I might wait for the Neu 2230 motor.
Far as speed controler I am going with Jeti SPIN 200-amp (Little pricey, but it works awesome)

Check this video http://www.katmandew.com/Video/PP_Extra_1.wmv
Guy is flying with this setup : Neu 2215/2Y, TP 12S-8000, 30x20 prop ,25LBS,
Jeti SPIN-200amp SC.
Here is link to the guys thread http://www.rcgroups.com/forums/showthread.php?t=480327
He burned Castle Creation HV-110 . Then he switched to Jeti SPIN-200 and SC doesn't even
get warm.

Thanks again for the valuable info.

Ludovit
The thing with these Neumotors is that they are SUPER efficient! As they spin up, they start to want to act like a generator. I am no electrical genius, but I have had several discussions with guys that know WAY more about electron flow than I do, and have run the very same equipment that I have, extensively. One thing they mentioned was ripple current. What it is is beyond me, but they said that wires that are too long have higher impedance and are more susceptible to such current. I was told, emphatically, that the wire length from the motor, all the way to the battery, needs to be as short as practically possible to reduce the possibility of these ripple currents. Following their advice, I shortened the wires on my ESC by about 6 inches, and the battery leads are only about 3.5 inches long. I also am running the 120 amps through two Deans plugs to keep the resistance down. This may be why I haven't blown mine up.
As for the 10,000 batteries. I had them install two sets of 12awg leads out of each 6-cell pack to split up the current flow (flowing 120+ amps out of one 12awg lead would be a bad thing - 12awg is only rated for about 80 amps max). Doing so may have adversely affected their performance. Combine that with the high efficiency of the Neumotor and those ripple currents, and they may not have been up to the task. The guys at Maxamps admitted, after the fact, that they are an economy cell and don't even have copper tabs. I purchased their warranty, and they gave me a full credit toward the purchase of their 4,000mah packs. So far, those have been great!

Bodywerks
Jul 11, 2007, 10:43 AM
Bodywerks,
Did you noticed on Neumotors website under the news, that the new 2230/1.5 was
tested on 18 cell lipos ( ouch, that might be too pricey for me).
I hope 2230 will pump out some decent power on more moderate 14S lipos.
Otherwise I will have to stick with 2215/2Y and keep the Cap's weight down.

Ludovit
Yeah, I haven't kept up with that motor lately. I think it is actually for the 40% planes, and capable of 18Kw!!! If it is light enough, though, you could easily drop down to 12-14S and gear it differently for 6-8Kw.

ludovit
Sep 02, 2007, 11:19 PM
I got my GP Cap 580 33% few weeks ago. My second girl Sienna was born 10 days ago, so the process of building it will be slower. I have elevators hinged and servos
installed. Now I am working on main wings. There is realy not that much to put
together.
I am going with Hacker A150 :D .I hope to order the motor with SC combo soon.Setup is heavier then Neu 2215 setup, but I like the outrunners. Also it will be easier to balance the plane.
I didn't order rudder servors yet. It will depend where the CG will end up. There is 3 options for rudder servos install. Either giant scale inside the fuse or outside the fuse with either 2 o 4 standard size servos depend on torque.
Motor will swing either 26x12 or 27x12 on 12S2P-8000.
Motor can go up to 14S.
SC is Master JETI SPIN-200.
I played with numbers in the Motocalc, the motor should be powerhouse
for total weight of the Cap around 28.75 lbs.

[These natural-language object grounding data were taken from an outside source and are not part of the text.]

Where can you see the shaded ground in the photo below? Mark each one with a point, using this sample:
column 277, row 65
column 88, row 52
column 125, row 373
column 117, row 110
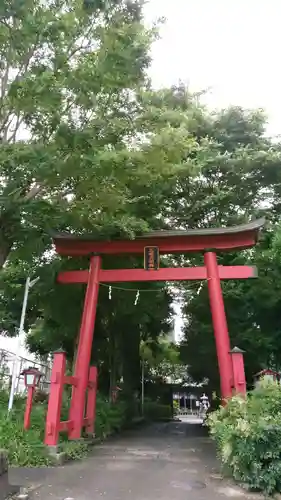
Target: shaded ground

(Cap looks strange with no ailerons on the pictures)

ludovit
Sep 03, 2007, 12:55 AM
I am moving my post to new build log thread to here:
http://www.rcgroups.com/forums/showthread.php?t=737102#post8107554

since this thread is about 35%. My Cap is 33%.
Any responds please go to above thread,

thanks

appleflyer
Sep 06, 2007, 10:56 AM
I am doing a 31% sukhoi su-31 conversion with a HXT 80-100-130kv motor and i was planing on about 4000-4200 watts on 12s.

Does anyone have an idea what amp hour battery I should use?

Bodywerks
Oct 10, 2007, 09:51 AM
I am sure you have already figured it out, but you want about 8,000 mah.